Barcelona Open 2021 Tournament Preview
The Barcelona Open will be held for the first time since 2019 this week, and with the defending champion Dominic Thiem not competing, what can you expect from this year’s event?
After an unexpected exit in Monte Carlo, 11-time Barcelona Open champion Rafael Nadal will look to return to title-winning ways in the Catalan capital.
Here, Tennishead looks ahead to the ATP 500 event. When is it, which players will participate, and what battles could you see over the course of the tournament?
The 2021 Barcelona Open will be staged from 19-25 April – for UK fans the whole competition will be broadcast on Amazon Prime Video.

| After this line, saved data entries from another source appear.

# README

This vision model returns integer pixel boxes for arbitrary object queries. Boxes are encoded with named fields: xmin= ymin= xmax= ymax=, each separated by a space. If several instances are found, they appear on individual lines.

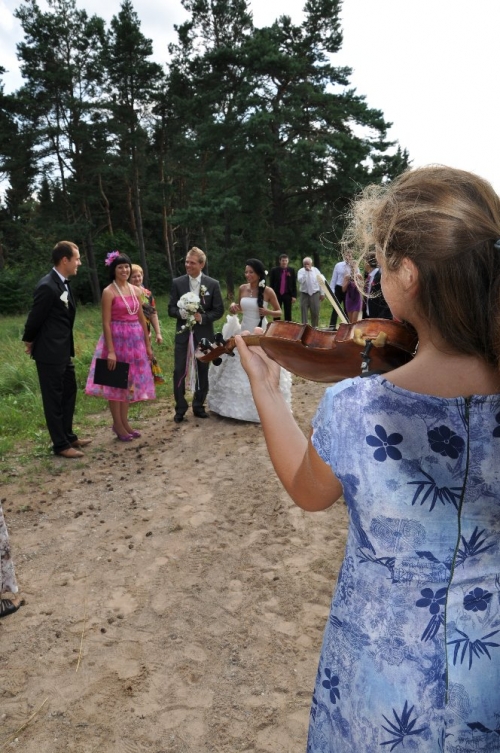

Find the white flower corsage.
xmin=200 ymin=284 xmax=208 ymax=297
xmin=60 ymin=290 xmax=69 ymax=307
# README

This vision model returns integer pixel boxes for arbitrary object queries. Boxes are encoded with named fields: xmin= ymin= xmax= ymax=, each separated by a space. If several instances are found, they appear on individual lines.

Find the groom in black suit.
xmin=168 ymin=247 xmax=224 ymax=422
xmin=22 ymin=241 xmax=91 ymax=458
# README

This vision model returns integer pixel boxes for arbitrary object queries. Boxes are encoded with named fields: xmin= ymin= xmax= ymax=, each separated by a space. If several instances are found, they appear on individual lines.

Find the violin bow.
xmin=316 ymin=275 xmax=348 ymax=325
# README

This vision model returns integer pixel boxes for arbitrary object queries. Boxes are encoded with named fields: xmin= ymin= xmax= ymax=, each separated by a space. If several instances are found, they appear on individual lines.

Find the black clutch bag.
xmin=94 ymin=358 xmax=130 ymax=389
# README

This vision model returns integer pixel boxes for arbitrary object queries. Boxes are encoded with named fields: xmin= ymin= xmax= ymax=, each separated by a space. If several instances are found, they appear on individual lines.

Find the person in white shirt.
xmin=297 ymin=257 xmax=325 ymax=327
xmin=329 ymin=259 xmax=348 ymax=327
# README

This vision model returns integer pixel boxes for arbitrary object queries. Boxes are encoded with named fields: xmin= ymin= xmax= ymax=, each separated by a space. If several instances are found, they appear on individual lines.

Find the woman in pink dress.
xmin=86 ymin=252 xmax=155 ymax=440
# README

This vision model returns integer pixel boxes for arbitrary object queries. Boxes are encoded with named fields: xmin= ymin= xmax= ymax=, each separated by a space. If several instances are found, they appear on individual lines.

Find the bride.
xmin=208 ymin=259 xmax=292 ymax=422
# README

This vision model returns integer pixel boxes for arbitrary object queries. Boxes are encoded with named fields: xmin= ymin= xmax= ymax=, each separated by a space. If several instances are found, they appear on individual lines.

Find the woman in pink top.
xmin=86 ymin=252 xmax=155 ymax=440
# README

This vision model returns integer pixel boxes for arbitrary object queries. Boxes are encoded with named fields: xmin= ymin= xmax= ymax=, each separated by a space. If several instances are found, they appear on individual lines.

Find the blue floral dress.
xmin=309 ymin=376 xmax=500 ymax=753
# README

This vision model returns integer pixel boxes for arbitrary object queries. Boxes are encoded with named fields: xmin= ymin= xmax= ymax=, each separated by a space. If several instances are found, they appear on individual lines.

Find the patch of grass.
xmin=0 ymin=295 xmax=176 ymax=467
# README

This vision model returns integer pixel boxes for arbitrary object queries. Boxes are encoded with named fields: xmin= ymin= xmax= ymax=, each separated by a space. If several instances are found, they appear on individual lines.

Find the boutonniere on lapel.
xmin=60 ymin=290 xmax=69 ymax=308
xmin=200 ymin=284 xmax=209 ymax=304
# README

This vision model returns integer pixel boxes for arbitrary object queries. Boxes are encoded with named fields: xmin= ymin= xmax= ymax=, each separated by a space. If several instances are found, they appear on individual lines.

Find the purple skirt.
xmin=345 ymin=281 xmax=362 ymax=313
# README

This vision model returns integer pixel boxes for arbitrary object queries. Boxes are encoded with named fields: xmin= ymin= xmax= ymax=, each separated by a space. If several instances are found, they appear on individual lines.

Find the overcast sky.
xmin=1 ymin=0 xmax=499 ymax=192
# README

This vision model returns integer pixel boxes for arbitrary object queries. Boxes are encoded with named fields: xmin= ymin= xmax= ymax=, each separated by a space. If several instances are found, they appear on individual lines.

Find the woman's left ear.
xmin=400 ymin=258 xmax=419 ymax=296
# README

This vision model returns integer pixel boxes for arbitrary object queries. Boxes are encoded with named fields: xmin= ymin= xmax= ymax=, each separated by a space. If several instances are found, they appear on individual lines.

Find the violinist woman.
xmin=208 ymin=259 xmax=292 ymax=422
xmin=238 ymin=166 xmax=500 ymax=751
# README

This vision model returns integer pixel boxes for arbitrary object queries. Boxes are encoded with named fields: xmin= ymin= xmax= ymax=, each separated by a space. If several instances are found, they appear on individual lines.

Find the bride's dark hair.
xmin=246 ymin=258 xmax=267 ymax=326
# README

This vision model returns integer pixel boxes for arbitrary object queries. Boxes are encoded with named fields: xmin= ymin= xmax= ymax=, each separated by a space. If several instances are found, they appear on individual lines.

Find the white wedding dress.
xmin=208 ymin=297 xmax=292 ymax=423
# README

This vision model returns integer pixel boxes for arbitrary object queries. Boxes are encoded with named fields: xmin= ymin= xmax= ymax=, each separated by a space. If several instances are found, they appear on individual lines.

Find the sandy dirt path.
xmin=0 ymin=378 xmax=348 ymax=753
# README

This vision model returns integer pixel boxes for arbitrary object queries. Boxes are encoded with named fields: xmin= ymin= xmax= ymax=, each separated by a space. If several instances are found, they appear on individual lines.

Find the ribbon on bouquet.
xmin=178 ymin=330 xmax=199 ymax=393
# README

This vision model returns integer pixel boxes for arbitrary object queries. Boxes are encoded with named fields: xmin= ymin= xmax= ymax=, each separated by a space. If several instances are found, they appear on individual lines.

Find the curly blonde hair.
xmin=342 ymin=165 xmax=500 ymax=366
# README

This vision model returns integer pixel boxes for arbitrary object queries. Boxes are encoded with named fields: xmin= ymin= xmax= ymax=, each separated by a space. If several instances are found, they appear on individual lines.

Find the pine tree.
xmin=103 ymin=0 xmax=164 ymax=286
xmin=14 ymin=0 xmax=107 ymax=301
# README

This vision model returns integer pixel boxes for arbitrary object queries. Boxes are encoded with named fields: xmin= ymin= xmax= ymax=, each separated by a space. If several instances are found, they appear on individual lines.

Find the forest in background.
xmin=0 ymin=0 xmax=409 ymax=314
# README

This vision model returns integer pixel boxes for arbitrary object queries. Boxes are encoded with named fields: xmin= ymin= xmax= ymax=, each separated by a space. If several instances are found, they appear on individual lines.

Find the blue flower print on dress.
xmin=427 ymin=425 xmax=465 ymax=459
xmin=493 ymin=411 xmax=500 ymax=438
xmin=463 ymin=587 xmax=493 ymax=612
xmin=416 ymin=587 xmax=447 ymax=615
xmin=322 ymin=668 xmax=340 ymax=704
xmin=366 ymin=425 xmax=403 ymax=462
xmin=416 ymin=587 xmax=447 ymax=641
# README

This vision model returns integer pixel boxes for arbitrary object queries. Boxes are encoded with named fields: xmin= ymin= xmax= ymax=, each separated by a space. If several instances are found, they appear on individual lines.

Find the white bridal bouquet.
xmin=177 ymin=291 xmax=202 ymax=334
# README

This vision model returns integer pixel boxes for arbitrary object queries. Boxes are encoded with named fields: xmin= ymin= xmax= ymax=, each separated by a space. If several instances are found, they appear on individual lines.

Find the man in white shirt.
xmin=297 ymin=257 xmax=325 ymax=328
xmin=329 ymin=259 xmax=348 ymax=327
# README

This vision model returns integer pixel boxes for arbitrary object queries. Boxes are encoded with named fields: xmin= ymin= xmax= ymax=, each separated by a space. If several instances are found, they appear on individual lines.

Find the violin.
xmin=196 ymin=319 xmax=418 ymax=383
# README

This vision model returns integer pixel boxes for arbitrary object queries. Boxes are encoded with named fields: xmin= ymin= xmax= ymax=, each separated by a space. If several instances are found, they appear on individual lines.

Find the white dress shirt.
xmin=365 ymin=268 xmax=379 ymax=316
xmin=189 ymin=273 xmax=202 ymax=294
xmin=297 ymin=267 xmax=323 ymax=295
xmin=330 ymin=261 xmax=349 ymax=289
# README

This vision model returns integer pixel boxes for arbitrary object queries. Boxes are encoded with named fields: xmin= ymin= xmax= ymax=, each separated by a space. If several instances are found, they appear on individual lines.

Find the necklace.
xmin=113 ymin=281 xmax=140 ymax=315
xmin=248 ymin=285 xmax=257 ymax=298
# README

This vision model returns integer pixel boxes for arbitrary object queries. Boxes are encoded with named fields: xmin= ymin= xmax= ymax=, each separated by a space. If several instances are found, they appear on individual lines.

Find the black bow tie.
xmin=64 ymin=279 xmax=71 ymax=284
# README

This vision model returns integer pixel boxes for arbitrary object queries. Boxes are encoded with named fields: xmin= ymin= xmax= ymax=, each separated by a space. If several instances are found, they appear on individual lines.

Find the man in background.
xmin=297 ymin=257 xmax=325 ymax=328
xmin=329 ymin=258 xmax=348 ymax=327
xmin=269 ymin=254 xmax=297 ymax=321
xmin=363 ymin=255 xmax=391 ymax=319
xmin=22 ymin=241 xmax=91 ymax=458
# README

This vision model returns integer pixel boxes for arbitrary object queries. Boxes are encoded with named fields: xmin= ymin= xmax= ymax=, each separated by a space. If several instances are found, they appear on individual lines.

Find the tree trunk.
xmin=158 ymin=156 xmax=174 ymax=277
xmin=98 ymin=174 xmax=113 ymax=236
xmin=132 ymin=164 xmax=149 ymax=286
xmin=82 ymin=200 xmax=101 ymax=303
xmin=127 ymin=182 xmax=137 ymax=240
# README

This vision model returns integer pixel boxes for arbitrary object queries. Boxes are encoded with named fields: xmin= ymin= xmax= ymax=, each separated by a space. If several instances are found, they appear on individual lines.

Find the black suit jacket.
xmin=23 ymin=270 xmax=76 ymax=363
xmin=364 ymin=270 xmax=392 ymax=320
xmin=269 ymin=266 xmax=297 ymax=298
xmin=168 ymin=273 xmax=224 ymax=345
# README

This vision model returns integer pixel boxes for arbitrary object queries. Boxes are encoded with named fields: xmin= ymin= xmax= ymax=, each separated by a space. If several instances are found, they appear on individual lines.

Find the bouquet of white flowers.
xmin=177 ymin=291 xmax=202 ymax=334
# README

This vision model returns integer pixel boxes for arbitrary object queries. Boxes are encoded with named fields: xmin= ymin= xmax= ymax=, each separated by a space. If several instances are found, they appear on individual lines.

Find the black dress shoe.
xmin=174 ymin=414 xmax=184 ymax=423
xmin=0 ymin=599 xmax=20 ymax=619
xmin=193 ymin=409 xmax=209 ymax=419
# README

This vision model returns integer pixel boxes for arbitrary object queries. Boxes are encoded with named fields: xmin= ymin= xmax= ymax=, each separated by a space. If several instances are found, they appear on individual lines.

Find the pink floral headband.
xmin=104 ymin=250 xmax=121 ymax=266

48 players will fight for the trophy in Barcelona this year. There are 16 seeds overall, all of whom receive a bye to the second round.
4 of the top-10 are participating; world No. 3 Rafael Nadal, No. 9 Diego Schwartzman, and Monte Carlo 2021 finalists Stefanos Tsitsipas (No. 5) and Andrey Rublev (No. 8).
Below is a programme of those taking part at the event, with seedings attached where appropriate.
Where is the event held?
The tournament takes place at the Real Club de Tenis Barcelona-1899, the oldest tennis club in Spain, on outdoor clay courts.
Ranking points breakdown, Singles
Winner – 500 points
Runner-up – 300 points
Semi-finals – 180 points
Quarter-finals – 90 points
Round of 16 – 45 points
Round of 32 – 20 points
Round of 64 – 0 points
Prize money breakdown, Singles
Winner – € 178,985 ($199,357)
Runner-up – € 111,600 ($124,302)
Semi-finals – € 69,840 ($77,789)
Quarter-finals – € 42,180 ($46,981)
Round of 16 – € 24,900 ($27,734)
Round of 32 – € 14,700 ($16,373)
Round of 64 – € 8,700 ($9,690)
Can I buy tickets for the tournament?
While this year’s tournament will host limited fans, tickets for the event are now sold out.
How can I follow the tournament?
Heading into the tournament, Rafael Nadal and his recent conqueror Andrey Rublev have been placed into opposite halves of the draw. So, if Nadal wants direct revenge for his quarter-final defeat in Monte Carlo, it will have to wait until the final, provided both men make it to the championship match.
17-year-old Spanish wildcard Carlos Alcaraz will face USA’s Frances Tiafoe in the first round for what could prove an exciting matchup. The teenage Spaniard registered an impressive run at the recent Andalucia Open, making it to the semi-finals before falling to compatriot Jaume Munar.
In a battle of the youngsters, 20-year-old Canadian Felix Auger-Aliassime could face 19-year-old Italian wildcard Lorenzo Musetti in the second round of proceedings, if the Italian defeats 39-year-old veteran Feliciano Lopez first.
Despite only being a year apart in age, Auger-Aliassime has been a mainstay of the ‘next generation’ of talent for a number of year now, while Musetti only burst into the collective tennis consciousness in the past 12 months.
On the seasoned Spaniard, Feliciano Lopez could potentially face three players that are 22 or younger to reach the quarter-finals; 19-year-old Musetti, 20-year-old Auger-Aliassime, then possibly Denis Shapovalov, who only turned 22 on 15th April.
Dan Evans, victor over Novak Djokovic in Monte Carlo, could face Frances Tiafoe in the third round for a chance to reap payback for his second round loss at the Miami Open.
Stefanos Tsitsipas could face young Spaniard Alejandro Davidovich Fokina for the second time in two weeks if ADF makes it to the third round. The two faced in the Monte Carlo quarter-finals, with the match cut short due to an injury withdrawal from Davidovich Fokina.
If Tsitsipas and Rublev both reach the semi-finals, they would face off for a second time less than a week apart, in a repeat of the Monte Carlo Masters final.